The key is bringing precision to security, just like what is happening in medicine. The security reality is that one size simply does not fit all. So security teams have to work with business teams to make risk visible, take command of that risk, and decide what risk is worth taking and what is not. That's the prevention aspect.
IT also has to work to personalise security for the business teams and involve them in the organisation's security posture. Business isn't interested in the technical details of an attack – and generally won't understand when IT tries to explain it in technical terms anyway. What the business teams care about is impact to reputation, what has happened to customer data, and what the legal ramifications are.

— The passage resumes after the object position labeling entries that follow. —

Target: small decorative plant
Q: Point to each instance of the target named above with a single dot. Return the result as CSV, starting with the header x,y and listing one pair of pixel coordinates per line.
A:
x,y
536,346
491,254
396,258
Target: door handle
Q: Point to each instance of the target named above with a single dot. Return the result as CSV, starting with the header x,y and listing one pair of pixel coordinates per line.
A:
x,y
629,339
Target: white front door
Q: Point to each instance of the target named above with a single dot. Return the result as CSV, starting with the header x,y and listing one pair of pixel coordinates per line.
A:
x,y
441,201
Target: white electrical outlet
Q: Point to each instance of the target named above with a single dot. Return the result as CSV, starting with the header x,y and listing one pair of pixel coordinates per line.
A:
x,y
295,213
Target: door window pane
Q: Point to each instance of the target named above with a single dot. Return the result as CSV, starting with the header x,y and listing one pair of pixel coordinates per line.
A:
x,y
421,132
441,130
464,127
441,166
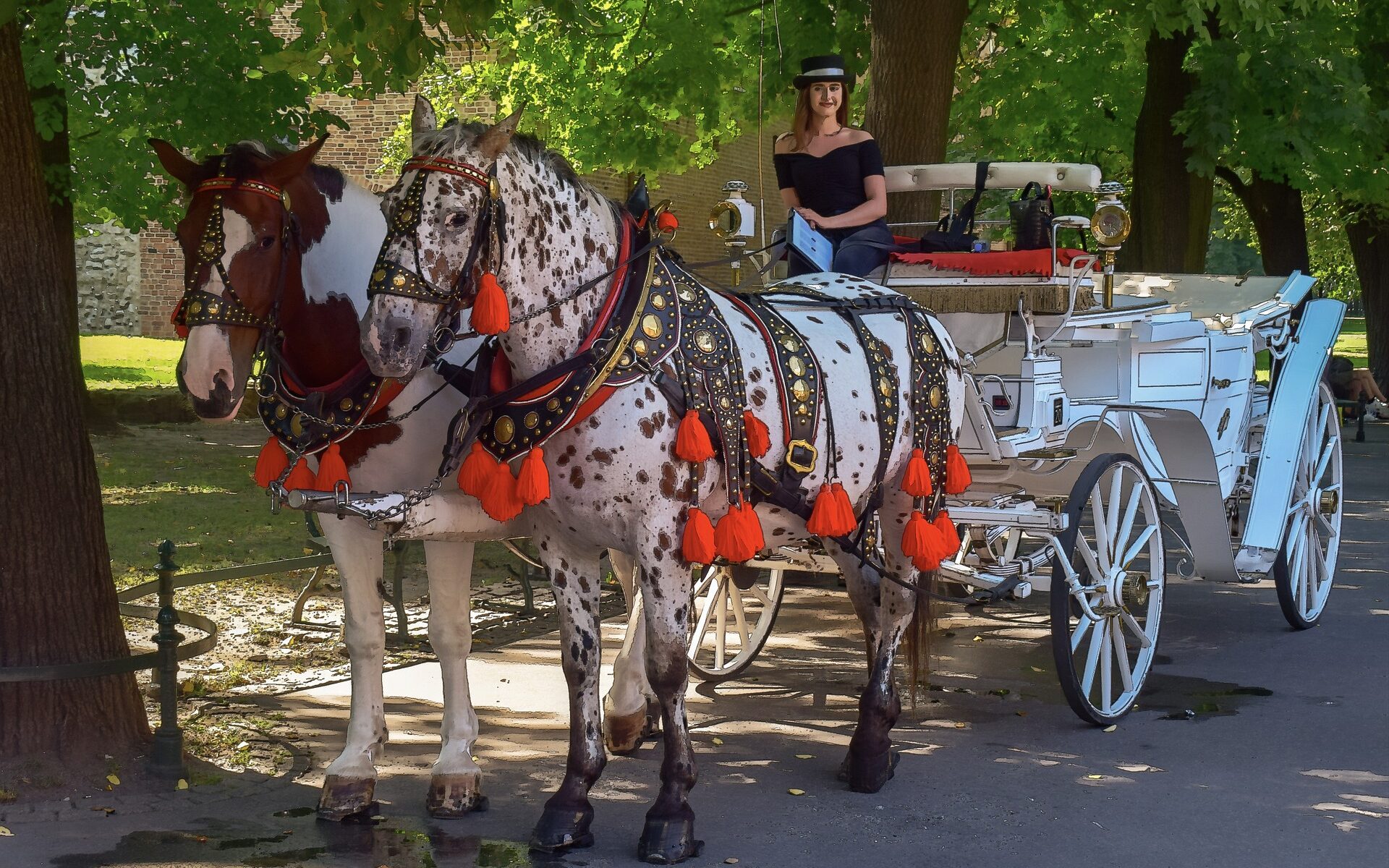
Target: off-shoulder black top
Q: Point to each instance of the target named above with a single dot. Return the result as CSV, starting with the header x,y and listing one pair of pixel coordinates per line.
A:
x,y
833,184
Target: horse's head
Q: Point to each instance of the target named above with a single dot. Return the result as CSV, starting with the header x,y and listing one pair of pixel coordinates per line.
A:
x,y
241,246
443,217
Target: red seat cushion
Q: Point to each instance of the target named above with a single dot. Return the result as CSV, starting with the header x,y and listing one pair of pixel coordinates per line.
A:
x,y
1020,263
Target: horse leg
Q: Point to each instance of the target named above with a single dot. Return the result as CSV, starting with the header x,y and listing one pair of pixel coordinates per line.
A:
x,y
350,780
668,835
574,575
456,781
870,756
626,707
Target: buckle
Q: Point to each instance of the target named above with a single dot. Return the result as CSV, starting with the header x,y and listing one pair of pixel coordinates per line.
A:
x,y
795,460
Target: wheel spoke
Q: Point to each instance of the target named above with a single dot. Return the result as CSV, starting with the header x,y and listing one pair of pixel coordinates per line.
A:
x,y
1121,656
735,595
1082,625
1092,656
1138,629
1138,545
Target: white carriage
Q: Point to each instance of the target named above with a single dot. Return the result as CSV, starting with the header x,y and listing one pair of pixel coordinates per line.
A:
x,y
1100,407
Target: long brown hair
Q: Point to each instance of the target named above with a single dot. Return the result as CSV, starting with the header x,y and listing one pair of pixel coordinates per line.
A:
x,y
800,122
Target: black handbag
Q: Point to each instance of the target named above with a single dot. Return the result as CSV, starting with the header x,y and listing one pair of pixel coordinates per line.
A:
x,y
1032,218
955,234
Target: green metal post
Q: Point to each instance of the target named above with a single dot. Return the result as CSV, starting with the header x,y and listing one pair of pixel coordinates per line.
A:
x,y
167,753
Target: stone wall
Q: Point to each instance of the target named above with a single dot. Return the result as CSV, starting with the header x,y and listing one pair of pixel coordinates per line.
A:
x,y
109,282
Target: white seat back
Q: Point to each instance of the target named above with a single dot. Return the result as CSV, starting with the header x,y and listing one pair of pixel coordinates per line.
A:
x,y
1081,176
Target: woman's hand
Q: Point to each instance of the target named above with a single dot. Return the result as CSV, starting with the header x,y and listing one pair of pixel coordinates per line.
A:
x,y
810,217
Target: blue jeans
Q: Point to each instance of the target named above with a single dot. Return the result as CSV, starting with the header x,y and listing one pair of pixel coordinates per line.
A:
x,y
857,250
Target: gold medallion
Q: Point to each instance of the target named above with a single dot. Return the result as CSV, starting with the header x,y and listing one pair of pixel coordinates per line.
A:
x,y
504,430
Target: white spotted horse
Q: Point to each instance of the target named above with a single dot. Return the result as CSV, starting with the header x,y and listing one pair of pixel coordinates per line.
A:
x,y
634,403
277,258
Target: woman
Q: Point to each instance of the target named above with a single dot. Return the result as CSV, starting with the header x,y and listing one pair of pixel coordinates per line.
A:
x,y
831,174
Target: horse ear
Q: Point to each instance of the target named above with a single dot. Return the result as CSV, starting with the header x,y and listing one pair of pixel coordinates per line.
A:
x,y
179,167
291,166
424,119
496,139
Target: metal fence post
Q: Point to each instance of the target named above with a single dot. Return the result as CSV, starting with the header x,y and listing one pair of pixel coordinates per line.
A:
x,y
167,753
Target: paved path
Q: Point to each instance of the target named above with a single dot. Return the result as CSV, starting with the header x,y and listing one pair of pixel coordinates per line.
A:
x,y
1285,762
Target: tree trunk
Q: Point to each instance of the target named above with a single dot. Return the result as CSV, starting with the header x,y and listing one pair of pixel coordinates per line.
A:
x,y
1280,221
57,602
1369,234
1171,208
914,52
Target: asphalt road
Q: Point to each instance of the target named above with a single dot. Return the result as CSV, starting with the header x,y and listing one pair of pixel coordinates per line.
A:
x,y
1284,762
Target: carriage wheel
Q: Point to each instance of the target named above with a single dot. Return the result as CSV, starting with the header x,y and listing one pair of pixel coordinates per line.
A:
x,y
1105,625
1307,563
732,614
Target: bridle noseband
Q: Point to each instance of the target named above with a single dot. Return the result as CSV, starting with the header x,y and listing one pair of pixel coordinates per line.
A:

And the reputational aspects are stunning. Research has found data breaches, along with customer service and environmental disaster, is one of the three top negative impacts to brand reputation. In 2016, 70 per cent of organisations in Asia Pacific and Japan reported that they had experienced a security incident that had negatively impacted operations. That means there are lots of companies that are risking reputation – one of the most important assets a business has – because they are still stuck in the old way of doing things.
As well as the reputational aspects of breaches, there are legal ramifications. New laws such as the European Union's General Data Protection Regulation (GDPR), under which companies can be fined EUR20 million or four per cent of worldwide revenues for non-compliance, and Australia's mandatory data breach notification laws, mean that companies simply must change their approach to security or wear the consequences.

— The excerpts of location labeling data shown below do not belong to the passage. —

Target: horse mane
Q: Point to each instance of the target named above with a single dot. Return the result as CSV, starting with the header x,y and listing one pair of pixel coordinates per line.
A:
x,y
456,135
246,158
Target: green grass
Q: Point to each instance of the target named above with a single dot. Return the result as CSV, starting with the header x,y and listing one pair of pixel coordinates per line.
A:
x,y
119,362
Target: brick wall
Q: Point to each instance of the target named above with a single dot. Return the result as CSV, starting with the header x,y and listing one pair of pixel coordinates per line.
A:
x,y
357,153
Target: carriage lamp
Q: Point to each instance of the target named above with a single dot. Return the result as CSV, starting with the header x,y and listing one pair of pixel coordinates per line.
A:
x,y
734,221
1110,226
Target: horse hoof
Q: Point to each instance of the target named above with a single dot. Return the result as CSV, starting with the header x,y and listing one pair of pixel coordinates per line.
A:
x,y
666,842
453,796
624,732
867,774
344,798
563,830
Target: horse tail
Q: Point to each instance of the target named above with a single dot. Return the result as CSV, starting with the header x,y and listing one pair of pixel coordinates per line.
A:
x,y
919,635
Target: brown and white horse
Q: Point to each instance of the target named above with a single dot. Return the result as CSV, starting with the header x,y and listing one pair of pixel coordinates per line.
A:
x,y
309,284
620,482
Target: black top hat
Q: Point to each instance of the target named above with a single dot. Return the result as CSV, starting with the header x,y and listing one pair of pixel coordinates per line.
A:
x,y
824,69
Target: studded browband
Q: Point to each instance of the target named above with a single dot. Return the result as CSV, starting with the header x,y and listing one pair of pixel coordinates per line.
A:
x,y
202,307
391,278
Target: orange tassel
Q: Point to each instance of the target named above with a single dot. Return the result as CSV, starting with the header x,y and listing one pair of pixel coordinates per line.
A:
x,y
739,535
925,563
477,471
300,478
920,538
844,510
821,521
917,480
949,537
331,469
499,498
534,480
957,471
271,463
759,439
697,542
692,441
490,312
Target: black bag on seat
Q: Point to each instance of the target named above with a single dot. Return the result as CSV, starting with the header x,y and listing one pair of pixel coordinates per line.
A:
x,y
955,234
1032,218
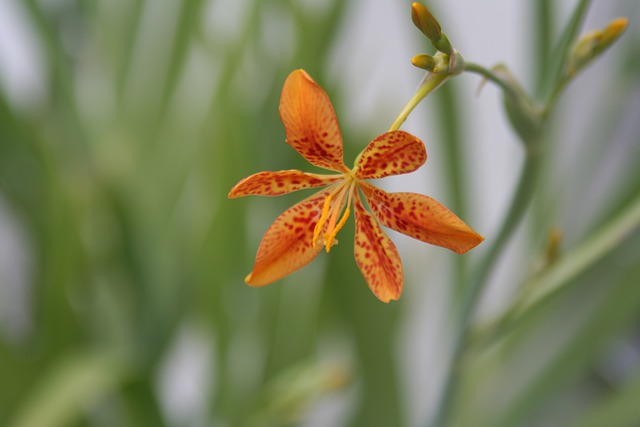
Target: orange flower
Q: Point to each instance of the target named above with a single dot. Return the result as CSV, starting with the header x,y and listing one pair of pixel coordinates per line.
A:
x,y
299,234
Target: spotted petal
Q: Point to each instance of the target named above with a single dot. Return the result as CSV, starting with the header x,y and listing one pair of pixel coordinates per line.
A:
x,y
391,153
287,244
281,182
377,257
422,218
310,122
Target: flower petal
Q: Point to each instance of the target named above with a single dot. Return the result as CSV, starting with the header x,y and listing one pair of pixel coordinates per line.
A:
x,y
422,218
287,244
281,182
391,153
310,122
377,257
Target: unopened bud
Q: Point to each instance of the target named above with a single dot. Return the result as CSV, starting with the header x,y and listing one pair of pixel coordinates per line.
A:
x,y
424,20
591,45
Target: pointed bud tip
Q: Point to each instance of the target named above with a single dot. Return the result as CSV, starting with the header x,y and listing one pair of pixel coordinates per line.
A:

So what's the answer? We need to look back at medicine. IT and business must work together to identify risk, agree on common language, and work to bridge the gap between boards, the C-suite and the business' security posture. Put another way, cyber security must become preventative, personalised and participatory. But at the same time it must also be responsive. As with medicine, you need a treatment plan should prevention fail, which involves the ability to recover from setbacks, adapt to change, and keep going in the face of adversity.
Security is no longer a technological problem. It's a problem of communication, process and participation. More than anything, however, security is a business problem, and that must govern the way we approach it in the future.